FERD. What do you think, then, pray?
BOS. That you
Are your own chronicle too much, and grossly
Flatter yourself.
FERD. Give me thy hand; I thank thee:
I never gave pension but to flatterers,
Till I entertained thee. Farewell.
That friend a great man’s ruin strongly checks,
Who rails into his belief all his defects.63
Exeunt
SCENE II
Enter Duchess, Antonio, and Cariola
DUCH. Bring me the casket hither, and the glass.—
You get no lodging here to-night, my lord.
ANT. Indeed, I must persuade one.
DUCH. Very good:
I hope in time ’twill grow into a custom,
That noblemen shall come with cap and knee
To purchase a night’s lodging of their wives.
ANT. I must lie here.
DUCH. Must! you are a lord of misrule.
ANT. Indeed, my rule is only in the night.

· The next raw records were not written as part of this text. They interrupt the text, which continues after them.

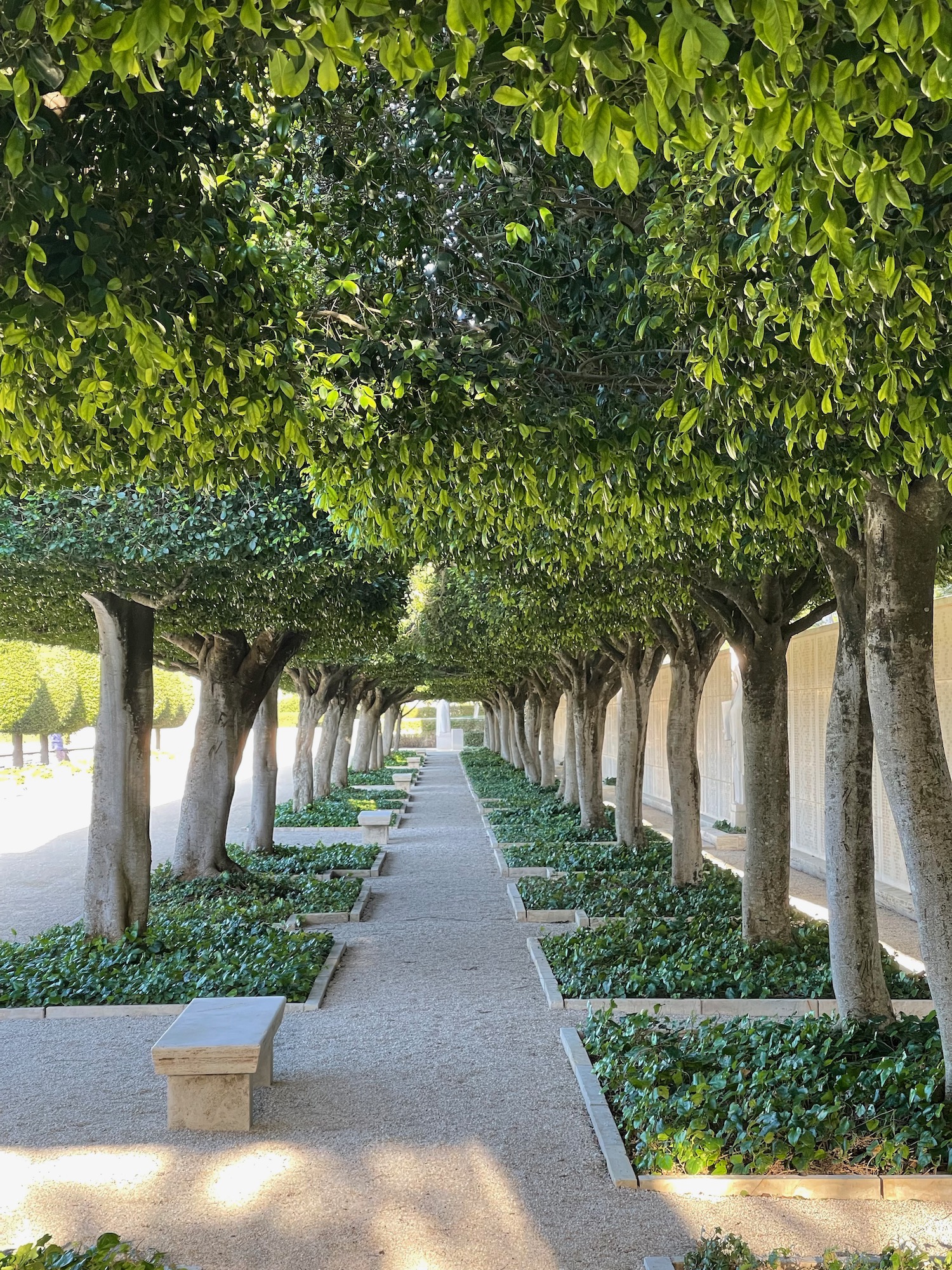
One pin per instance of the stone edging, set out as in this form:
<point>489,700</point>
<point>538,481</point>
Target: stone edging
<point>704,1008</point>
<point>930,1188</point>
<point>143,1012</point>
<point>338,918</point>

DUCH. To what use will you put me?
ANT. We’ll sleep together.
DUCH. Alas,
What pleasure can two lovers find in sleep!
CAR. My lord, I lie with her often; and I know
She’ll much disquiet you.
ANT. See, you are complained of.
CAR. For she’s the sprawling’st bedfellow.
ANT. I shall like her
The better for that.
CAR. Sir, shall I ask you a question?
ANT. Oh, I pray thee, Cariola.
CAR. Wherefore still, when you lie
With my lady, do you rise so early?
ANT. Laboring men
Count the clock oftenest, Cariola, are glad
When their task’s ended.
DUCH. I’ll stop your mouth.
[Kisses him]
ANT. Nay, that’s but one; Venus had two soft doves
To draw her chariot; I must have another—
[She kisses him again]
When wilt thou marry, Cariola?
CAR. Never, my lord.
ANT. Oh, fie upon this single life! forgo it.